What is a Meniscus?:
Your knee has two C-shaped cartilage structures which act primarily as shock absorbers within the knee joint. One meniscus is located on the medial (inside) side of the knee, the other is located on the lateral (outside) side of the knee. The outer 1/3 of these menisci have a blood supply (called the red zone) and thus when torn, have the best chance of healing, while the inner 2/3 has no blood supply (called the white zone) and thus no ability to heal.
How is the meniscus injured?
In young athletes, the meniscus is most often injured when the knee is compressed and then twisted. It can also be injured in combination with ligamentous injuries such as an anterior cruciate ligament (ACL) tear.
In older athletes, as the meniscus tends to wear down, sometimes a degenerative tear can occur with very little trauma such as a mild twisting or hyperflexion of the knee. This is frequently found in association with arthritis of the knee joint. Statistics show that around 61 in 100,000 people get a meniscus tear. It is one of the most common injuries seen by orthopedic surgeons treating knee injuries.

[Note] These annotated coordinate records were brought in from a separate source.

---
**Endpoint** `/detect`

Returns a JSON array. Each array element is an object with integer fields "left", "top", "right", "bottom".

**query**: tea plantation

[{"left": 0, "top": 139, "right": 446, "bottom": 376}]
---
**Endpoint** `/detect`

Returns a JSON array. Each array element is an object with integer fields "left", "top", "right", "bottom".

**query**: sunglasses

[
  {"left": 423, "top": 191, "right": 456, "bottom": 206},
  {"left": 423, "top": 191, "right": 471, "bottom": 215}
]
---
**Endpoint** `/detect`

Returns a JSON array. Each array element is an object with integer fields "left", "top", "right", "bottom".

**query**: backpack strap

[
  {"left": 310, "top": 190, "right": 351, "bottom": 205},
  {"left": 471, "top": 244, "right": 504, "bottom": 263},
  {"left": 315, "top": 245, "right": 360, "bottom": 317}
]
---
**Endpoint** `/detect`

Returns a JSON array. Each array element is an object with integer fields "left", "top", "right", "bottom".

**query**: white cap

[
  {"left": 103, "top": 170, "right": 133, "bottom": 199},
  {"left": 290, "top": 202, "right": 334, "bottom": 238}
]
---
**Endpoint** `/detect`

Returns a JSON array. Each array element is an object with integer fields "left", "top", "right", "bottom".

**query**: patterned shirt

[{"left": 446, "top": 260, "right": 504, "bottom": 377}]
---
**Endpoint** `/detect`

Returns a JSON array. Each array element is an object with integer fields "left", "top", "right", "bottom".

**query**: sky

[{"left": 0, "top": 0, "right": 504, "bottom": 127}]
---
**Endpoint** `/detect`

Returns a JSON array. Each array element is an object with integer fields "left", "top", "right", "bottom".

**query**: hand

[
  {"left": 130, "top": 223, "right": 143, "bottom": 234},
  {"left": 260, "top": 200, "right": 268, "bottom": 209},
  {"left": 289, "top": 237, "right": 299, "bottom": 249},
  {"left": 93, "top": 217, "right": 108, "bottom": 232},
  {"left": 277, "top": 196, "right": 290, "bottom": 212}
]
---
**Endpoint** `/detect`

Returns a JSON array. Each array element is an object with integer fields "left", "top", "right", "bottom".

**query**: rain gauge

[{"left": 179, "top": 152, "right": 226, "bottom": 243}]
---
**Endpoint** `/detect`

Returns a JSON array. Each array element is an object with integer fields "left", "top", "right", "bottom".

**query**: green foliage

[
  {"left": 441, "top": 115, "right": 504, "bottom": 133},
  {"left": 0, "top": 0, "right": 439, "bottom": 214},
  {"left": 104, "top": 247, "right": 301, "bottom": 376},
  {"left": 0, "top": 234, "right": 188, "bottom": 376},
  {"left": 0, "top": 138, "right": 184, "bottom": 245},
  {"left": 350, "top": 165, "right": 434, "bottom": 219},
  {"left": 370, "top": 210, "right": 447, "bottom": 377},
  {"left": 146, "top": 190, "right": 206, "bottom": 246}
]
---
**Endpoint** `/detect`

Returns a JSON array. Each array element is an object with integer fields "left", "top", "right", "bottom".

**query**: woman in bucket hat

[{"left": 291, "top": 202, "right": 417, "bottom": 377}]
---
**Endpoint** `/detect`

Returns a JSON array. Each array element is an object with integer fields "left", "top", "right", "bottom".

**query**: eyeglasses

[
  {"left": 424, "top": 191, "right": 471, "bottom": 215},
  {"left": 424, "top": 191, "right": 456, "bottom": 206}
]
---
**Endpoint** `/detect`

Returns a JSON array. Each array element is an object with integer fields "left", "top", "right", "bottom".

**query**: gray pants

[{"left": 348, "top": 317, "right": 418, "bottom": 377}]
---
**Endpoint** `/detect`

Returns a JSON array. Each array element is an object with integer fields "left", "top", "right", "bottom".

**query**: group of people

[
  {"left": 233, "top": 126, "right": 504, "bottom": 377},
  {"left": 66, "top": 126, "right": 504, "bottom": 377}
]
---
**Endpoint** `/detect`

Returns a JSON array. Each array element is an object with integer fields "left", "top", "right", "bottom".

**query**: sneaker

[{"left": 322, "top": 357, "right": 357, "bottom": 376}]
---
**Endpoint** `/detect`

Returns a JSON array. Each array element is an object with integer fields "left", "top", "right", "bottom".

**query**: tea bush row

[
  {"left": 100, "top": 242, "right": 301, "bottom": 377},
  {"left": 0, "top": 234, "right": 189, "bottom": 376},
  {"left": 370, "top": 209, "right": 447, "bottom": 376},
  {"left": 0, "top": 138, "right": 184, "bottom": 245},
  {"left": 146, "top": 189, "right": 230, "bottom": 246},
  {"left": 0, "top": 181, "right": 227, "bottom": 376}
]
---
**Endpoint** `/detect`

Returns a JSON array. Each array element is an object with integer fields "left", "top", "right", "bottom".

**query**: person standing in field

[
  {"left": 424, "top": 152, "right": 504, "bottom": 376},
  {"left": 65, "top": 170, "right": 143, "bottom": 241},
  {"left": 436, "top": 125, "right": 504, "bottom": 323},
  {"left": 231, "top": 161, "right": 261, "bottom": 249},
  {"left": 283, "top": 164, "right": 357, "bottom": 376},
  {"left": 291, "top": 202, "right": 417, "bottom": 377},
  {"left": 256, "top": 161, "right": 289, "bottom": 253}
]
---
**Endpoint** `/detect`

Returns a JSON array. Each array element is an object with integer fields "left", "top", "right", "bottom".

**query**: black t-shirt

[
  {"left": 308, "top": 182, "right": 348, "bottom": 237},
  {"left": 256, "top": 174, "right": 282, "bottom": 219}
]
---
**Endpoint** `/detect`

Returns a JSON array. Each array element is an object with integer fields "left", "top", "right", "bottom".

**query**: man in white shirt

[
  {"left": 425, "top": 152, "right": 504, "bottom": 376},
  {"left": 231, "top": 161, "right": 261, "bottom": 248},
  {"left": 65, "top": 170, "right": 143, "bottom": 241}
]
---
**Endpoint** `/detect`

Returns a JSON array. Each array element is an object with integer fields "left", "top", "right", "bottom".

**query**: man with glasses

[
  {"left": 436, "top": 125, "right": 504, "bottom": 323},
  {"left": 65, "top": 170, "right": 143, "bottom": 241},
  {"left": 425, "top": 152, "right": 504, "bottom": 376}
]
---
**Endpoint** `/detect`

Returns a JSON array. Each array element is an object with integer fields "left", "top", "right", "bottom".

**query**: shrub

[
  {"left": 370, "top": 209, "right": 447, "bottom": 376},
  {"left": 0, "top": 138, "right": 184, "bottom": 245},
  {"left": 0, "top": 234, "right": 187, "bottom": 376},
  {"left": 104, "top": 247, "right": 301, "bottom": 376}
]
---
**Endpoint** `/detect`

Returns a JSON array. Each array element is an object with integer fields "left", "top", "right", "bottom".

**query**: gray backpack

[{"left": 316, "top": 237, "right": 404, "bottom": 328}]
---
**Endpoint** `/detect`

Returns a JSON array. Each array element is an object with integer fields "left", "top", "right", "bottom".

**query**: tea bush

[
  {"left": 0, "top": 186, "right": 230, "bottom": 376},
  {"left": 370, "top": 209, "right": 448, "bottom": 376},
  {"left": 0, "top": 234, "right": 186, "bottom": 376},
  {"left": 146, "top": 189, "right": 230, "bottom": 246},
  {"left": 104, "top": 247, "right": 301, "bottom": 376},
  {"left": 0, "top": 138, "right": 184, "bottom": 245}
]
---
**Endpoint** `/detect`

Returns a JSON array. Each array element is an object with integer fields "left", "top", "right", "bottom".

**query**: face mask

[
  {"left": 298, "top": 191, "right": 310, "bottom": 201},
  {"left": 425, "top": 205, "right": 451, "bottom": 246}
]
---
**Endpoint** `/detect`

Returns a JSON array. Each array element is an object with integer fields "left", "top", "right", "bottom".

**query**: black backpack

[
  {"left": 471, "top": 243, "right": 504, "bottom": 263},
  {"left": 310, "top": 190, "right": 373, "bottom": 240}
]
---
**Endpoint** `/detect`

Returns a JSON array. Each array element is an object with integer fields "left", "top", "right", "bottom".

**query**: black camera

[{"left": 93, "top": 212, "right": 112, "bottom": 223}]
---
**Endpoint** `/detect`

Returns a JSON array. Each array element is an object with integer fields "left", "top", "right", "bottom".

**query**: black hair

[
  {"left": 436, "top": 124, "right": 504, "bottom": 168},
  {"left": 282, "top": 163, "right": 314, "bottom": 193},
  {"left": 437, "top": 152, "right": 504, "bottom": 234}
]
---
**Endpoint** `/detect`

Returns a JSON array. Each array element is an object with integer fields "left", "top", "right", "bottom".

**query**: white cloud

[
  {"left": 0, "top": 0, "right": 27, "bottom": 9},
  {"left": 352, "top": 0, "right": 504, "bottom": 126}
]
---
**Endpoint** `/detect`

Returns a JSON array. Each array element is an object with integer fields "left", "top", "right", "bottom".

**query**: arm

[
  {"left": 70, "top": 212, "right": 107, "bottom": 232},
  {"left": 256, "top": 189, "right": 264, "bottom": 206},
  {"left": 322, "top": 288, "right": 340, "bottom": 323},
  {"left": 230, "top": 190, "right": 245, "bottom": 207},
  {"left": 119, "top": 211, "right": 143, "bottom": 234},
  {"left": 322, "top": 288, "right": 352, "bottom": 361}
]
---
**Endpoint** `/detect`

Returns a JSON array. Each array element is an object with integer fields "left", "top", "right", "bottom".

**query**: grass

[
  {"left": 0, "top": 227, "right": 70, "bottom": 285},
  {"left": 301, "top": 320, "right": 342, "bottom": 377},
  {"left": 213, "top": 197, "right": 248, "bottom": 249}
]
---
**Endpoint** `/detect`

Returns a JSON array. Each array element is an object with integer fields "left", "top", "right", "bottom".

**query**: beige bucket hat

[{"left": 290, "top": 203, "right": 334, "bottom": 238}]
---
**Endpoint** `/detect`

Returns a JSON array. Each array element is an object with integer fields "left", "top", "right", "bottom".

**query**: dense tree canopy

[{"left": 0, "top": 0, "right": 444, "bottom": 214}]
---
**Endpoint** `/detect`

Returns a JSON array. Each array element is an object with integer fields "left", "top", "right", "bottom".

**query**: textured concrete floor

How is a meniscus injury diagnosed?:
Often, when a meniscus is torn, the athlete will experience a sudden sharp pain along the inside or the outside of the knee depending on which meniscus is torn. This can be associated with symptoms such as swelling, locking of the knee and pain with extremes of flexion or extension. Your orthopedic surgeon may order an MRI (magnetic resonance imaging) which provides a detailed look at the meniscus tissue. This test is 70-95% accurate in diagnosing a tear and can also be used to look for ligament injuries.
How is a meniscus tear treated?:
Non-Operative treatment - Some patients may choose to try a course of physical therapy and anti-inflammatories. Because the meniscus has such poor blood supply in the inner 2/3, non-operative treatment may only provide a temporary relief of symptoms. Further medical evaluation and surgery may be required if conservative treatment fails.
Operative treatment: This is usually arthroscopic surgery (with a camera) as an outpatient procedure which usually takes around 30 minutes. The torn portion of the meniscus is removed with a combination of a shaver and biting instruments. After the procedure, patients are able to walk the day of surgery and are on crutches for a day or two, followed by a short course of physical therapy. Swelling may last up o 6 weeks and patients are usually back to full activities in 4-6 weeks.
Occasionally, younger patients may have a tear along the periphery of the meniscus which is amenable to repair. Instead of removing a majority of the meniscus, sutures are placed across the tear to try and get that area of the meniscus to heal. This will alter the rehab after surgery in that in order to prevent shear forces across the repair, patients will need to walk with their knee fully extended in a knee immobilizer for about 6-8 weeks.